12. Active-Active and Read Models
Aurora DSQL can be the source-of-truth. Search indexes, dashboards, counters, and materialized views are derived state.
Do not promise DSQL-level consistency for OpenSearch, cache, or analytics projection.
API response should be honest:
| Query Type | Consistency Contract |
|---|---|
| command response | committed source-of-truth result |
| case detail from DSQL | strongly consistent database state |
| search result | eventually consistent projection |
| dashboard counter | staleness budget e.g. < 60s |
| notification feed | at-least-once event delivery with dedup |
A production API can expose freshness metadata:
{
"items": [...],
"projection": {
"source": "opensearch",
"lastAppliedEventTime": "2026-07-07T10:00:00Z",
"stalenessSeconds": 4
}
}
13. Regional Ownership Models
13.1 Fully Active-Active
Any Region can write any aggregate.
Use only when:
- conflict rate is low;
- commands are retry-safe;
- business semantics tolerate retry/re-evaluation;
- hot aggregates are split;
- endpoint latency is more important than ownership simplicity.
13.2 Tenant Home Region
Tenant writes go to assigned Region.
Use when:
- tenants map to jurisdiction/data residency;
- support teams operate regionally;
- conflict avoidance matters;
- most writes are tenant-scoped.
13.3 Aggregate Home Region
Each aggregate has owner Region.
Use when:
- tenants are too large/skewed;
- aggregates are independent;
- write conflict must be minimized;
- routing can compute owner from key.
13.4 Command Home Region
Certain commands always go to a designated Region.
Use when:
- command touches external system regional endpoint;
- legal action must originate from a jurisdiction;
- workflow/human approval team is regional.
13.5 Hybrid
Most production systems are hybrid.
Example:
Case creation: nearest Region.
Case mutation: aggregate home Region.
Search: nearest Region projection.
Legal notification: jurisdiction home Region.
Dashboard counters: local eventual projection.

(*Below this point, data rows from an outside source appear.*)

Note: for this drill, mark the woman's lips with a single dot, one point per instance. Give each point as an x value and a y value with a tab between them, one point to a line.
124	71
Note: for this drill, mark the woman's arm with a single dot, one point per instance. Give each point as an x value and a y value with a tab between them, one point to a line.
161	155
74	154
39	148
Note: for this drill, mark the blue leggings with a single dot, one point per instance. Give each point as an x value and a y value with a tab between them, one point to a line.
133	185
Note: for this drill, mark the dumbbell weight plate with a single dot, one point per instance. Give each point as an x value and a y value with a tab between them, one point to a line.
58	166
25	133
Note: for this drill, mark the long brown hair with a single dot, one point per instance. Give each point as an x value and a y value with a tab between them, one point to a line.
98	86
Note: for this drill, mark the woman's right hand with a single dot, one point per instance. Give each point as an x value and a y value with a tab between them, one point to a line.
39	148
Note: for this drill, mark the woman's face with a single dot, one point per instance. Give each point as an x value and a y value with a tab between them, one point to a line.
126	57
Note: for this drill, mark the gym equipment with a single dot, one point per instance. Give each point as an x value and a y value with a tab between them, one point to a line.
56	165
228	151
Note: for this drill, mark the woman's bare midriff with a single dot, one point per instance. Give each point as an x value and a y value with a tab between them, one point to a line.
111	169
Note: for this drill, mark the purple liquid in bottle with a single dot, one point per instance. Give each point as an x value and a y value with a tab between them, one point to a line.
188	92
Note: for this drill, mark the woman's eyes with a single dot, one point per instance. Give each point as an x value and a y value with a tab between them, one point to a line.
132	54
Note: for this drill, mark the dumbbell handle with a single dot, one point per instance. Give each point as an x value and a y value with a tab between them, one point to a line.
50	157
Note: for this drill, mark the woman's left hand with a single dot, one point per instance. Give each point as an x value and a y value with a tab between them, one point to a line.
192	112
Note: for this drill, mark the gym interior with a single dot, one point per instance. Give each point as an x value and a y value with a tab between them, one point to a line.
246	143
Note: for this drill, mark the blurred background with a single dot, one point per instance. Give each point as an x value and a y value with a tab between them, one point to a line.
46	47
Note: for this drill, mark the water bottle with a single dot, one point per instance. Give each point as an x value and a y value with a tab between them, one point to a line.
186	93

14. Multi-Region Request Flow
14.1 Write Command with Aggregate Home Routing
Forward vs redirect decision:
| Option | Pros | Cons |
|---|---|---|
| API forwards internally | client simpler | cross-region API dependency, timeout complexity |
| API returns redirect/409 with owner Region | explicit | client complexity |
| edge routes before API | efficient | edge needs routing metadata |
14.2 Read Query
Read query can usually go to nearest Region if it reads DSQL directly. For projections/search, use projection freshness budget.
15. Retry Budget and Backoff
Active-active systems amplify retries. If both Regions retry aggressively during contention, conflict rate can get worse.
Retry policy:
attempt 1: immediate
attempt 2: 25-75 ms jitter
attempt 3: 100-300 ms jitter
attempt 4: 500-1000 ms jitter
then fail with retryable response or route to workflow/manual handling
Rules:
- retry whole transaction, not the last SQL statement;
- use jitter, not fixed sleep;
- stop after bounded attempts;
- expose retry count in logs/metrics;
- separate OCC conflict retry from connection retry;
- do not retry business invariant failures;
- do not retry transaction-too-large failures without changing plan.
16. Latency Trade-Offs
16.1 Local Endpoint Reads/Writes
Pros:
- lower network latency from local app Region;
- app stack remains regional;
- no application-managed cross-region DB replication.
Cost:
- commit still must meet consistency/durability constraints;
- conflicts across Regions resolved at commit;
- endpoint routing must be tested.
16.2 Home Region Writes
Pros:
- reduces write conflict;
- predictable ownership;
- easier operator reasoning.
Cost:
- remote clients pay cross-region latency;
- owner Region outage forces failover path;
- ownership metadata must be durable and globally readable.
16.3 Fully Local Writes
Pros:
- best user-perceived write latency in many cases;
- simple local stack.
Cost:
- conflict rate can rise if same aggregate is edited globally;
- domain conflict handling must be mature.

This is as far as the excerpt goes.